Wednesday, July 17, 2013

Hadoop Ecosystem on Windows Azure

As Microsoft becoming one of the popular vendor in Bigdata Hadoop market, Microsoft have developed a cloud based solution Bigdata, "Windows Azure HDInsight" which Process, analyze, and find out new business insights from Big Data using the power of Apache Hadoop Ecosystem. Windows Azure HDInsight is used to gain valuable business insights by processing and analyzing data including unstructured data, and helps business to made realtime decisions, a Big Data solution powered by Apache Hadoop. 

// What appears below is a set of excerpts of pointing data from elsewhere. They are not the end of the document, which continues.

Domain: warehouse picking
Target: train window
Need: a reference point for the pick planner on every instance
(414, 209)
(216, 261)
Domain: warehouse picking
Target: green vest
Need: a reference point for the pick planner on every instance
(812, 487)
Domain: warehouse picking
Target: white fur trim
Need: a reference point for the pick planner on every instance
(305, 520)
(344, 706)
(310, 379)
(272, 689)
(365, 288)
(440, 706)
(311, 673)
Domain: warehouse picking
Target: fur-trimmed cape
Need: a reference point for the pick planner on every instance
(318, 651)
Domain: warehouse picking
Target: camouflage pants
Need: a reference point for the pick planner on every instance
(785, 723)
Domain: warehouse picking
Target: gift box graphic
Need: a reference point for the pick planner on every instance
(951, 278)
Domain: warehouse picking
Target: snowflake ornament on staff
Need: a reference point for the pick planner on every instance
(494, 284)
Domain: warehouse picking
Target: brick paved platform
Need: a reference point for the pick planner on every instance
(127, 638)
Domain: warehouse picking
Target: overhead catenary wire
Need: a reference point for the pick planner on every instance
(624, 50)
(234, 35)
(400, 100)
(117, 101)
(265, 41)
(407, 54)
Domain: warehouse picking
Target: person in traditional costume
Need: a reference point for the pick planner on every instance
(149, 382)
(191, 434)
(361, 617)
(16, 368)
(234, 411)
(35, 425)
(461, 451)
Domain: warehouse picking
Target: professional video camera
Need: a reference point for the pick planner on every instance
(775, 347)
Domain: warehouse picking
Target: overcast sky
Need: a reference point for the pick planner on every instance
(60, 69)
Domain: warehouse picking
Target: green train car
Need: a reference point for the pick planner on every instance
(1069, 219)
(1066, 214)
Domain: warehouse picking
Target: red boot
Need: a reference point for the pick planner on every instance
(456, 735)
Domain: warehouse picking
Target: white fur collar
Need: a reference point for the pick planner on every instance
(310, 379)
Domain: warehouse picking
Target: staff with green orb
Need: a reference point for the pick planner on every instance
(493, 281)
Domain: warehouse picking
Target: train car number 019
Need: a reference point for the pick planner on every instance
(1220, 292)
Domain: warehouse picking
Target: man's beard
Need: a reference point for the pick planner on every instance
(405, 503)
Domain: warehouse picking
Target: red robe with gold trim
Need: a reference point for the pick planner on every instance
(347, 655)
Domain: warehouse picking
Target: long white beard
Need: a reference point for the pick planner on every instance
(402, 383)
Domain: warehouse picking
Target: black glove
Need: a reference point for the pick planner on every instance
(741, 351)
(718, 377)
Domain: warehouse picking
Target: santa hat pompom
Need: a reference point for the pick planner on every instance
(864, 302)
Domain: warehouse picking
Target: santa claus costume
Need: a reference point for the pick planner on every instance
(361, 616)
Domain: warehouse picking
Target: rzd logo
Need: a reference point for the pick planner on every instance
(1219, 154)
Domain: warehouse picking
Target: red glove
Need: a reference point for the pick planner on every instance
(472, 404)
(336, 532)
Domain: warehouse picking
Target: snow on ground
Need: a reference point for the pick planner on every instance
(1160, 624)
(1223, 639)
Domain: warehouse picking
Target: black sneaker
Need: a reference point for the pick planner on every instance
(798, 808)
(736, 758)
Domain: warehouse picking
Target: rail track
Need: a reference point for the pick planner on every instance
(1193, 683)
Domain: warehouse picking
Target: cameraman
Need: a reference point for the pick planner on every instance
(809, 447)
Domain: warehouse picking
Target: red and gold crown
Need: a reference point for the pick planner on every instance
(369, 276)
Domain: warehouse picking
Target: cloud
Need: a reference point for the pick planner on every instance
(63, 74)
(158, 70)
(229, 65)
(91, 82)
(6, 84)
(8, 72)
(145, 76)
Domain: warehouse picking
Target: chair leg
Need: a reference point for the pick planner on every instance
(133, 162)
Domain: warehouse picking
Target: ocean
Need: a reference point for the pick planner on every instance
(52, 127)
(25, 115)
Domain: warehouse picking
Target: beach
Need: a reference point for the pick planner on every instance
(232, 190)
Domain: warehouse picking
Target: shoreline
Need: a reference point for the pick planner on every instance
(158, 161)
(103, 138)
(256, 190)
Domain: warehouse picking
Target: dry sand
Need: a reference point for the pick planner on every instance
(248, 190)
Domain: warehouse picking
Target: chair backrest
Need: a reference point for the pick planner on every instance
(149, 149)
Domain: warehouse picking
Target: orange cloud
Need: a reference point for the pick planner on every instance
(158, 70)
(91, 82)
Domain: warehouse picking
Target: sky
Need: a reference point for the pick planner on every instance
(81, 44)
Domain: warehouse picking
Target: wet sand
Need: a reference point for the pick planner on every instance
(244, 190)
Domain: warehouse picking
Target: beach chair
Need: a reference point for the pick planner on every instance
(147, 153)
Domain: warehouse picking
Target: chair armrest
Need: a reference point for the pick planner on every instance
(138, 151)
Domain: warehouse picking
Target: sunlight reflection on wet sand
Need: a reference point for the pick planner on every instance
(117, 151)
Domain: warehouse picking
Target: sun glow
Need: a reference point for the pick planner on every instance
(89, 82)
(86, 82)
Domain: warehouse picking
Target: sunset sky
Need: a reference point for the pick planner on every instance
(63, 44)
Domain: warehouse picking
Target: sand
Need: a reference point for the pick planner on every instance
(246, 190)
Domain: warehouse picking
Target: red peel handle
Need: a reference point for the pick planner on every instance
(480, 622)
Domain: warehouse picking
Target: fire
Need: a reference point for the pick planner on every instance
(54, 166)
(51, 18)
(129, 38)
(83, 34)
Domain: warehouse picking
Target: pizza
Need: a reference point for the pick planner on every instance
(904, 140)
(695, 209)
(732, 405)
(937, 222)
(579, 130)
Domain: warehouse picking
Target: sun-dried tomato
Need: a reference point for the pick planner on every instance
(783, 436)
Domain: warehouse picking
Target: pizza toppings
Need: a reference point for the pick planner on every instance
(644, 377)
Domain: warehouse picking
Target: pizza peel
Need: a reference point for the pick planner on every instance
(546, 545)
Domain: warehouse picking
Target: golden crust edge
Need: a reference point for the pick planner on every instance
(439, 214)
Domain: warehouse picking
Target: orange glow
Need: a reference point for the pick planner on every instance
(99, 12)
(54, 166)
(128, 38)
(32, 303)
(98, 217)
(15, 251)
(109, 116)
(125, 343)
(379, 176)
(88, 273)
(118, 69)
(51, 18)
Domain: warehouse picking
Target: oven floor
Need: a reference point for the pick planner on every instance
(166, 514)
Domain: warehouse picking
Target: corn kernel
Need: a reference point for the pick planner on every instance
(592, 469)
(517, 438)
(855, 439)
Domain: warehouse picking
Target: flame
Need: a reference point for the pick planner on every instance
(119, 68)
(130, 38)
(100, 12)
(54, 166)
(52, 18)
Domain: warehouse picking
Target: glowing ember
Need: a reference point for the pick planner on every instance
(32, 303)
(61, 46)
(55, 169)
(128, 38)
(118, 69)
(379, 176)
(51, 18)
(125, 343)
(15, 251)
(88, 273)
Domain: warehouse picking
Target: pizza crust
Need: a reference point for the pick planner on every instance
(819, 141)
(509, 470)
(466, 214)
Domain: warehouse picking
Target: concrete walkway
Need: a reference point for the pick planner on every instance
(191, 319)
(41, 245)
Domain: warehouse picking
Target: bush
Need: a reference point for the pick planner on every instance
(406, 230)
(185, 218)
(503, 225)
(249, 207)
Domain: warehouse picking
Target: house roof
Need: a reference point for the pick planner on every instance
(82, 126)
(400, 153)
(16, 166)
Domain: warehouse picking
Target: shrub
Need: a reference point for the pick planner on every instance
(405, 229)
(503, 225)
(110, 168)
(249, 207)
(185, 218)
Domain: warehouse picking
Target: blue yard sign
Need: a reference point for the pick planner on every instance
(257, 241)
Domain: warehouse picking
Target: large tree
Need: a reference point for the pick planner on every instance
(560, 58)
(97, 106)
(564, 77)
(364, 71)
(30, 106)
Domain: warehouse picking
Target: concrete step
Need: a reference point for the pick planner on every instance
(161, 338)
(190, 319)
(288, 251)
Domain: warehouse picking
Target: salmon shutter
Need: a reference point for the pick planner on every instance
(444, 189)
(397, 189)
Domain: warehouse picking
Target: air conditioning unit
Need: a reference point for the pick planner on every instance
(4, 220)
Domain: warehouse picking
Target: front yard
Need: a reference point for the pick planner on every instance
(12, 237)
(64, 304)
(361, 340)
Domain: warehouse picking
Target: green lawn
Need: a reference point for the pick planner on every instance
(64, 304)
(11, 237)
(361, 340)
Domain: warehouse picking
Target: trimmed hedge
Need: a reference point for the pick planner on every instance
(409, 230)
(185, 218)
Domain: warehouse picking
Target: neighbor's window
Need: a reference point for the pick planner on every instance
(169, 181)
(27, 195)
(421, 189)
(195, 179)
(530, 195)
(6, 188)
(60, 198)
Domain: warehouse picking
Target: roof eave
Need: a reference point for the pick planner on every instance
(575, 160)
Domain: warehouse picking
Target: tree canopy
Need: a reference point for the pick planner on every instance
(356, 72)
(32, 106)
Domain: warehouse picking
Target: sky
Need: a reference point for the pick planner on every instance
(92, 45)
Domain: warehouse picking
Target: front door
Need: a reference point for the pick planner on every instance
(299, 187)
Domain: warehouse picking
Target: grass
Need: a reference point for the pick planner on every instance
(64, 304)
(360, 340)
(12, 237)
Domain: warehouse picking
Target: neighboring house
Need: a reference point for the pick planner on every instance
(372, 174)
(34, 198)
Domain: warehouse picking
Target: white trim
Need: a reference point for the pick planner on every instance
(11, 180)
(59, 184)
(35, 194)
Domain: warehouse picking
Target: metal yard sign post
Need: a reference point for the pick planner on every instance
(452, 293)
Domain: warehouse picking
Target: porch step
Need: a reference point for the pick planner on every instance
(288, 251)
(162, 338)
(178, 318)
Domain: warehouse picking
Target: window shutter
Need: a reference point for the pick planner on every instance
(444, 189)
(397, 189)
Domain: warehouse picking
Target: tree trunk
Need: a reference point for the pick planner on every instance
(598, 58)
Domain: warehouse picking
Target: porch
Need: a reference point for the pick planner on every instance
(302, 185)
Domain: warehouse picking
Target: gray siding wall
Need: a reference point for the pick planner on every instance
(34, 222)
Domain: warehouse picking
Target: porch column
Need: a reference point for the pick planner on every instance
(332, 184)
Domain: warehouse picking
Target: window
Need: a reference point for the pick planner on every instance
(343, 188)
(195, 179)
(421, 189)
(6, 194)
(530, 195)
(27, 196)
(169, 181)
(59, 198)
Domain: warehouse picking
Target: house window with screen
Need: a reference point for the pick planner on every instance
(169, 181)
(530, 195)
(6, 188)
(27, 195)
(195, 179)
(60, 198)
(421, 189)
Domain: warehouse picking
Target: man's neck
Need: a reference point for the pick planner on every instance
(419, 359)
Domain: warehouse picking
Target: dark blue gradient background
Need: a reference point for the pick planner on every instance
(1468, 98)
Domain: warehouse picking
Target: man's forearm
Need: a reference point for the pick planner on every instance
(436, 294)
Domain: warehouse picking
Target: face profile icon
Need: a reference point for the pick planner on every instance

HDInsight Service makes Apache Hadoop available as a service in the cloud. It provides a provisions to build a Hadoop cluster in minutes, and scale it down once you run your MapReduce jobs. It gives a various ways for to gain performance and effective output like to choose the cluster size to optimize job and processing time to insight or cost,with very interactive way. HDInsight also supports many programming languages including JAVA, .NET technologies.

Reference :

You can find the core services, data processing frameworks, Microsoft integration points and value adds services, data movement servies, and packages exposed by Windows Azure HDInsights in above diagram. It makes the HDFS and MapReduce the componants of Hadoop framework available in a simpler, more scalable, and cost efficient Windows Azure environment. HDInsight simplifies the hadoop configuration, monitoring and post-processing of Hadoop analysed data by hadoop jobs by providing simple JS and Hive consoles. The JavaScript console is unique to HDInsight and handles Pig(ETL) Latin as well as JavaScript and HDFS commands. HDInsight also provides a cost efficient approach to the managing and storing of data, it uses Windows Azure Blob Storage as a native file system. ( Binary Large Object(Blob): a file of any type and size, that can be stored in Windows Azure)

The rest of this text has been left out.